Islam memandang penting keberadaan anak sebagai generasi penerus peradaban, maka negara menjamin pemenuhan kebutuhan anak dalam berbagai aspek. Negara akan mewujudkan fungsi dan peran keluarga yang optimal dalam mendidik anak. Negara juga akan menerapkan sistem pendidikan islami untuk membentuk generasi berkepribadian Islam.
Dari sisi sistem ekonomi Islam, negara memiliki Baitulmal yang sumber pendapatannya dari sumber daya alam milik umat. Sumber daya alam tidak bisa dimiliki oleh pribadi. Karena itu, sumber daya alam dikelola langsung oleh negara dan hasilnya didistribusikan untuk kesejahteraan rakyat termasuk kesejahteraan anak, seperti pembangunan sekolah, sarana dan prasarana, memberikan gaji guru, memberikan lapangan pekerjaan (dengan membangun pabrik) sehingga kepala keluarga bisa mencukupi kebutuhan hidup, negara menjamin pendidikan gratis, dan masih banyak lagi. Negara mencukupi kebutuhan pokok (sandang, pangan, papan) tiap individu.
Dari sisi hukum, negara menjalankan syariat Islam untuk memastikan keamanan anak dalam segala bidang. Negara akan memberikan sanksi bagi pelaku kekerasan anak seperti,
Pertama, pemerkosa dicambuk 100 kali apabila belum menikah dan dirajam apabila sudah menikah.
Kedua, penyodomi anak akan dihukum bunuh.
Ketiga, pembunuh akan dihukum kisas yaitu balas bunuh, atau membayar diat sebanyak 100 ekor unta senilai dengan 1.2 miliar rupiah dan tindak kejahatan lainnya, akan ditetapkan hukuman tegas yang membuat orang-orang melakukan kekerasan anak berpikir dulu sebelum melakukan tindakan tersebut.

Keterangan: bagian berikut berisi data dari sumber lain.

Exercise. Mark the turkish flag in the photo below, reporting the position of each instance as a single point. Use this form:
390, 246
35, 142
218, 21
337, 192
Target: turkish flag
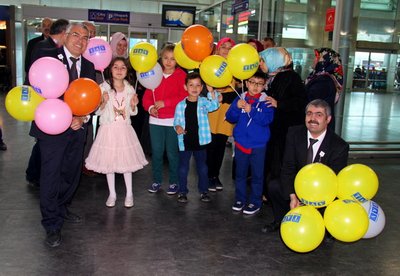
330, 19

Menerapkan sistem Islam secara kafah dapat menyelesaikan masalah-masalah anak secara tuntas sehingga terwujud kesejahteraan anak. Anak-anak dapat tumbuh berkembang dengan aman sehingga anak-anak menjadi calon-calon generasi yang berakhlakul karimah dan menjadi calon-calon pemimpin yang amanah.